UTF-8 Encoding ; Only some Japanese characters are not getting converted

55,683

Solution 1

Try with JVM parameter file.encoding to set with value UTF-8 in startup of Tomcat(JVM). E.x.: -Dfile.encoding=UTF-8

Solution 2

You are mixing concepts here.

A String is just a sequence of characters (chars); a String in itself has no encoding at all. For what it's worth, replace characters in the above with carrier pigeons. Same thing. A carrier pigeon has no encoding. Neither does a char. (1)

What you are doing here:

new String(x.getBytes(), "UTF-8")

is a "poor man's encoding/decoding process". You will probably have noticed that there are two versions of .getBytes(): one where you pass a charset as an argument and the other where you don't.

If you don't, and that is what happens here, it means you will get the result of the encoding process using your default character set; and then you try and re-decode this byte sequence using UTF-8.

Don't do that. Just take in the string as it comes. If, however, you have trouble reading the original byte stream into a string, it means you use a Reader with the wrong charset. Fix that part.

For more information, read this link.

(1) the fact that, in fact, a char is a UTF-16 code unit is irrelevant to this discussion

Solution 3

I concur with @fge.

Clarification

In java String/char/Reader/Writer handle (Unicode) text, and can combine all scripts in the world.

And byte[]/InputStream/OutputStream are binary data, which need an indication of some encoding to be converted to String.

In your case japaneseStingr should already be a correct String, or be substituted by the original byte[].

Traps in Java

Encoding often is an optional parameter, which then defaults to the platform encoding. You fell in that trap too:

String s = "...";
byte[] b = s.getBytes(); // Platform encoding, non-portable.
byte[] b = s.getBytes("UTF-8"); // Explicit
byte[] b = s.getBytes(StandardCharsets.UTF_8); // Explicit,
                         //  better (for UTF-8, ISO-8859-1)

In general avoid the overloaded methods without encoding parameter, as they are for current-computer only data: non-portable.

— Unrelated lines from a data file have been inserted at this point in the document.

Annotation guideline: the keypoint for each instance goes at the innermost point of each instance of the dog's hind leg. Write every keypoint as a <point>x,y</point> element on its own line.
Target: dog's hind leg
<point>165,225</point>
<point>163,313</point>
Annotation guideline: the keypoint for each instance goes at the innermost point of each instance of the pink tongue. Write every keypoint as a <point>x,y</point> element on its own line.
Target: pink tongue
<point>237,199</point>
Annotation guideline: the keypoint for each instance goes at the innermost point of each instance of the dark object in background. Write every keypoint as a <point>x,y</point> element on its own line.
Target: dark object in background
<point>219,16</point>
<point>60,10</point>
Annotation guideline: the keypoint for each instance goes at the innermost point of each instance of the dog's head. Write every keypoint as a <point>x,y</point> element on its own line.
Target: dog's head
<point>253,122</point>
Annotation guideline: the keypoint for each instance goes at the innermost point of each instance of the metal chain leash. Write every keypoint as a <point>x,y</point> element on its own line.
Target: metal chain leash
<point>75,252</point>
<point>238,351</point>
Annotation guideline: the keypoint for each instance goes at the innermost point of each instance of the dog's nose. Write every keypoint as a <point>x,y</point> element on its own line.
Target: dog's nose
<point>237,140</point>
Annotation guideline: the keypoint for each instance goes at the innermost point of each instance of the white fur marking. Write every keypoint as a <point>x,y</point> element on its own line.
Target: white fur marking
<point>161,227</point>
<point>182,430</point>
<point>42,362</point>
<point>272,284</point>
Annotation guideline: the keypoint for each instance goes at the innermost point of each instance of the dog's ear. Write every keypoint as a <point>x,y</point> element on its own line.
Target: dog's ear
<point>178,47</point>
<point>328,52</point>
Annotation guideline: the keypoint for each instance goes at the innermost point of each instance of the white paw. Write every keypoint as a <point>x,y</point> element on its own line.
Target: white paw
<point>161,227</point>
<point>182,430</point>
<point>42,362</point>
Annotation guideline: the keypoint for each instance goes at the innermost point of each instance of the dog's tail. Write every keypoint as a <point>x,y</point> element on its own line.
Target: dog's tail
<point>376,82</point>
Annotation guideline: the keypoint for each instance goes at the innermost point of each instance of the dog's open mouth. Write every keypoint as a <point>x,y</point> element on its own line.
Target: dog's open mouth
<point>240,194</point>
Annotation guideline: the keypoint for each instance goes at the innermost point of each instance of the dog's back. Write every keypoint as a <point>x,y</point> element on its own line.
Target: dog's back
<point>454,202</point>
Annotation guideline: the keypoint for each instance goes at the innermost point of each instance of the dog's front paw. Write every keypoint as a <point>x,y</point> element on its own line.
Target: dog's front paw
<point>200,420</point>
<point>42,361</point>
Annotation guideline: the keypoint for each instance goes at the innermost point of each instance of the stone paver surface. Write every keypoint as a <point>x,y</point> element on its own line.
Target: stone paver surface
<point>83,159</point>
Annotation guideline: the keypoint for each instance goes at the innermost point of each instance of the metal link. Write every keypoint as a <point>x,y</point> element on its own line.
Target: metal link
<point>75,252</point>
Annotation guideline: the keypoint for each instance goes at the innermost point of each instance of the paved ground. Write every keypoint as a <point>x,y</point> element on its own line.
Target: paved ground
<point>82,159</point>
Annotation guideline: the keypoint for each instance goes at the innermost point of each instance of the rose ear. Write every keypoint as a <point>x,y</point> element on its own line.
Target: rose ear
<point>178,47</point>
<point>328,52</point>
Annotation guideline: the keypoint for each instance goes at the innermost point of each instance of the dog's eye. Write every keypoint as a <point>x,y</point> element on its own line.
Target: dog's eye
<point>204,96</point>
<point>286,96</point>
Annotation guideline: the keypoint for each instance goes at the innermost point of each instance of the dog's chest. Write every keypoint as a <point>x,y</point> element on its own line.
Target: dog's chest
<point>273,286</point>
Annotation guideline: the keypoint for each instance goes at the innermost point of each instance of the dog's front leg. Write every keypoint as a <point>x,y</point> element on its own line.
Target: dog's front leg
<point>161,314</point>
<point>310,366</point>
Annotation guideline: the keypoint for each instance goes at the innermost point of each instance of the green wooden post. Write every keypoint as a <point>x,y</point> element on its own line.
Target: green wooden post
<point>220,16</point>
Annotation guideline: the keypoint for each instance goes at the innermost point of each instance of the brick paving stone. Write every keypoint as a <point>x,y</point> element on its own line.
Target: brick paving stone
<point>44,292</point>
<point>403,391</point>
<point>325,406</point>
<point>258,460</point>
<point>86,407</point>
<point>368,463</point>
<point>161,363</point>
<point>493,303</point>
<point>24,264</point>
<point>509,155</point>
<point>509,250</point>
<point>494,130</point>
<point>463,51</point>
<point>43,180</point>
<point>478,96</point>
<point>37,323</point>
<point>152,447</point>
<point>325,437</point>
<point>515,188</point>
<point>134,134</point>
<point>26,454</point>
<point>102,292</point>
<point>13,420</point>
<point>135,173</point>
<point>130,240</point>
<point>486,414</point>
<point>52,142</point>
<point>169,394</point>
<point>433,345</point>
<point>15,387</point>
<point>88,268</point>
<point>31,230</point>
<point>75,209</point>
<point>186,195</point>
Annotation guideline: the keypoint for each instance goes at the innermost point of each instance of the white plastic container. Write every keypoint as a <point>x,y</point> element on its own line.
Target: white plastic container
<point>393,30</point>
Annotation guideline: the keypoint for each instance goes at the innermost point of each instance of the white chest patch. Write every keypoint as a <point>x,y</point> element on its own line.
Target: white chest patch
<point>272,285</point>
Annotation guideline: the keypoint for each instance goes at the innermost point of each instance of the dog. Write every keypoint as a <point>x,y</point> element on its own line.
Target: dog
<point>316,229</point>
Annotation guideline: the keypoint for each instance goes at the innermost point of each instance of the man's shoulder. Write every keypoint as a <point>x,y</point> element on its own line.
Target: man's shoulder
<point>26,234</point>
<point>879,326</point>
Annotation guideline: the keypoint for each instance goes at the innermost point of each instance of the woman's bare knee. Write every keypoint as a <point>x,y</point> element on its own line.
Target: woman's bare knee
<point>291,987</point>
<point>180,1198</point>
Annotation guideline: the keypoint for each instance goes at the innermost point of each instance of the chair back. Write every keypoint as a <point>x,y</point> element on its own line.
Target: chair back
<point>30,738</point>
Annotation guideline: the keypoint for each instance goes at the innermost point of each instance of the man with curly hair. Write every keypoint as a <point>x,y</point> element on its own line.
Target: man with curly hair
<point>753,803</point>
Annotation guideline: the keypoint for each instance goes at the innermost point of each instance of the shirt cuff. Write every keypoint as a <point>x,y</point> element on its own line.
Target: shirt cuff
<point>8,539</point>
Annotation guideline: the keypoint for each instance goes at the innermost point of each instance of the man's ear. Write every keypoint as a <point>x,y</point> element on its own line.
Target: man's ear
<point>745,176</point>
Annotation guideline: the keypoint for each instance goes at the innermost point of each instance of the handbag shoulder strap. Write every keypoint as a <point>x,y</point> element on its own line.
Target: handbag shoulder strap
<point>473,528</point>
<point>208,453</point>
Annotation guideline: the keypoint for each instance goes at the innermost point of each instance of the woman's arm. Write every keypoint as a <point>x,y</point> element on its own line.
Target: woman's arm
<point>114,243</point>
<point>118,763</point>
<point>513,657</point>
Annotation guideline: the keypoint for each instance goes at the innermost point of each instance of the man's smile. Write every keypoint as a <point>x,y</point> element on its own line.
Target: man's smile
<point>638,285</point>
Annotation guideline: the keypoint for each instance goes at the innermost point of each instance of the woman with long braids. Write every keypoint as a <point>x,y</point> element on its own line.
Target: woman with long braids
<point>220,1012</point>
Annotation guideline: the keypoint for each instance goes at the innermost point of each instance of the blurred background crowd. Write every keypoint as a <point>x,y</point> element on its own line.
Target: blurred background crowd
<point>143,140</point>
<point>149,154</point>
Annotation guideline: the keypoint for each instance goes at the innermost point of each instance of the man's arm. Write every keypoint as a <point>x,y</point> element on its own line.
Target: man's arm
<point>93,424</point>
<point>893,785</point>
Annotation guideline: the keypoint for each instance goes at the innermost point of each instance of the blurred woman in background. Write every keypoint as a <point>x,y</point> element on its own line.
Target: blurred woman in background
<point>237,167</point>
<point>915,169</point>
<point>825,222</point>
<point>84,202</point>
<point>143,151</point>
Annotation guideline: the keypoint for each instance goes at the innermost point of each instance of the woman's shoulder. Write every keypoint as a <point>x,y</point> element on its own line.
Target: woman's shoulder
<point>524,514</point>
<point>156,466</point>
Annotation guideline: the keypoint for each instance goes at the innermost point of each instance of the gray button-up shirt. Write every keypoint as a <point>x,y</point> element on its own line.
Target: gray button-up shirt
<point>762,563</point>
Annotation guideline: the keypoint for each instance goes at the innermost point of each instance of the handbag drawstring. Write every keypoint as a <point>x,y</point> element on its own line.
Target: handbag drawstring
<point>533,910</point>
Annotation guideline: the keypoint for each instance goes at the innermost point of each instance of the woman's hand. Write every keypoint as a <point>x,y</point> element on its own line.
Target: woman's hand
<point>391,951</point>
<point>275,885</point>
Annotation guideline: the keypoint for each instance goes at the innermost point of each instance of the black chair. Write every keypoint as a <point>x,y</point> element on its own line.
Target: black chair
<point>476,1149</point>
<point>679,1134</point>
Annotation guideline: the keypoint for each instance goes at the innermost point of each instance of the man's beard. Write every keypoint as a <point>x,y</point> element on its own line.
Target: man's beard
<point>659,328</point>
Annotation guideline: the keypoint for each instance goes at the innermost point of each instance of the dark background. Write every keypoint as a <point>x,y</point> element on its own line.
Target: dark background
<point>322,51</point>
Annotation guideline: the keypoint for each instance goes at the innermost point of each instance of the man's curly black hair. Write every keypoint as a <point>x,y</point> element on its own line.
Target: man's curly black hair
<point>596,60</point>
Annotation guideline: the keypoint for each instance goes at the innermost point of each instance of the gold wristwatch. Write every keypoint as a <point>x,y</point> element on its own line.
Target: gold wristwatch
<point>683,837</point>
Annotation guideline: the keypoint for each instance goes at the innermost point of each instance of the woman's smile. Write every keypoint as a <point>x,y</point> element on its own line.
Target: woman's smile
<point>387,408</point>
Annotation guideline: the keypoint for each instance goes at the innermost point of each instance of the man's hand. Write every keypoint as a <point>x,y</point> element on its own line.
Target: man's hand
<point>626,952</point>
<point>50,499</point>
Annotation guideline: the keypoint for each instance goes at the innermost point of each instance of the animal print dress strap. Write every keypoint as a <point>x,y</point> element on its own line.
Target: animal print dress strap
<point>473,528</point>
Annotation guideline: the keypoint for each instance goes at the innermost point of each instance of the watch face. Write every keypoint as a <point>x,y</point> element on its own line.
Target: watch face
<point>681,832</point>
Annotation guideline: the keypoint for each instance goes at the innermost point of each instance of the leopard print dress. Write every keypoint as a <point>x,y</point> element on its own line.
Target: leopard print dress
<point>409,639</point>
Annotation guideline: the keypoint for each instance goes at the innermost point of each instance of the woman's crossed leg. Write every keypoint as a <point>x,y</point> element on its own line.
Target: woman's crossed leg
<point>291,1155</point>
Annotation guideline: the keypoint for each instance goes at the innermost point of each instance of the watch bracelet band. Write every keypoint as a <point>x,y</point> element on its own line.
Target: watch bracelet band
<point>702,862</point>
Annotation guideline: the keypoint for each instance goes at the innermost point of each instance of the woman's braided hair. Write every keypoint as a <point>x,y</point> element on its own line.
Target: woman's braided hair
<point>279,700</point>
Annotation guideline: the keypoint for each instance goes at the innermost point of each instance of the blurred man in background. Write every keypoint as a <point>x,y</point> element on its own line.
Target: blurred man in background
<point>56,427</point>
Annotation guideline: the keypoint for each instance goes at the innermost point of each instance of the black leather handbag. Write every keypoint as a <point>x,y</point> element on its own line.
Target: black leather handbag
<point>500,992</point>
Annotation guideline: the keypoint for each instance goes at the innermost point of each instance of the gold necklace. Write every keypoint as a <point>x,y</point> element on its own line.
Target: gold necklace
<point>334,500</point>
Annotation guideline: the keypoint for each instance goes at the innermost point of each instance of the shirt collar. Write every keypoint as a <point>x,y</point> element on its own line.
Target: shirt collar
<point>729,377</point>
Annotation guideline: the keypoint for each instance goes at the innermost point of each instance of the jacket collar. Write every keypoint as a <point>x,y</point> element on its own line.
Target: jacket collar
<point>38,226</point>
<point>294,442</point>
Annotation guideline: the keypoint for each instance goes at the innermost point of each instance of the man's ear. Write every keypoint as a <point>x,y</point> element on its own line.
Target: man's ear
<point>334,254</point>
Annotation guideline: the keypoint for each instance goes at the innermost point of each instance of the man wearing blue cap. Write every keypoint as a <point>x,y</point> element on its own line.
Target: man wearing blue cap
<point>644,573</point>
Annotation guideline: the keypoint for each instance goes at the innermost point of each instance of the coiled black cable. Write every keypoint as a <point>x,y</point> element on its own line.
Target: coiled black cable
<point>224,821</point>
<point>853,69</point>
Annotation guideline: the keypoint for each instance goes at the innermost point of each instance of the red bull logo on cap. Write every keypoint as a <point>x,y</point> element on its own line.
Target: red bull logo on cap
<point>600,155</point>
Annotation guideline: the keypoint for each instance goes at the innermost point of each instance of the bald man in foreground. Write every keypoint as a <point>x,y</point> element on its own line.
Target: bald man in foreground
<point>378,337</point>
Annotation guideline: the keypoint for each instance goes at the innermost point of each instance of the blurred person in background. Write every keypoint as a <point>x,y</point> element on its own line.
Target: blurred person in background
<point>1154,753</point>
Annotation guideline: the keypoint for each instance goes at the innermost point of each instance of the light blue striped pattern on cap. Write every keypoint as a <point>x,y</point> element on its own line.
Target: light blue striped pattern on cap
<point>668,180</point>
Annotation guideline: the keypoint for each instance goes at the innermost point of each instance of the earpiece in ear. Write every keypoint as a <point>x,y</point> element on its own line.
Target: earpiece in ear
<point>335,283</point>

For completeness: classes FileReader/FileWriter should be avoided as they even provide no encoding parameters.

Error

japaneseString is already wrong. So you have to read that right. It could have been read erroneouslyas Windows-1252 (Windows Latin-1) and suffered when recoding to UTF-8. Evidently only some cases get messed up.

Maybe you had:

String japanesString = new String(bytes);

instead of:

String japanesString = new String(bytes, StandardCharsets.UTF_8);

At the end:

String name = japaneseString;

Show the code for reading japaneseString for further help.

Share:
55,683
Janak
Author by

Janak

Sports Enthusiast | AngularJS developer

Updated on August 12, 2022

Comments

  • Janak
    Janak over 1 year

    I am getting the parameter value as parameter from the Jersey Web Service, which is in Japaneses characters.

    Here, 'japaneseString' is the web service parameter containing the characters in japanese language.

       String name = new String(japaneseString.getBytes(), "UTF-8");
    

    However, I am able to convert a few sting literals successfully, while some of them are creating problems.

    The following were successfully converted:

     1) アップル
     2) 赤
     3) 世丕且且世两上与丑万丣丕且丗丕
     4) 世世丗丈
    

    While these din't:

     1) ひほわれよう
     2) 存在する
    

    When I further investigated, i found that these 2 strings are getting converted in to some JUNK characters.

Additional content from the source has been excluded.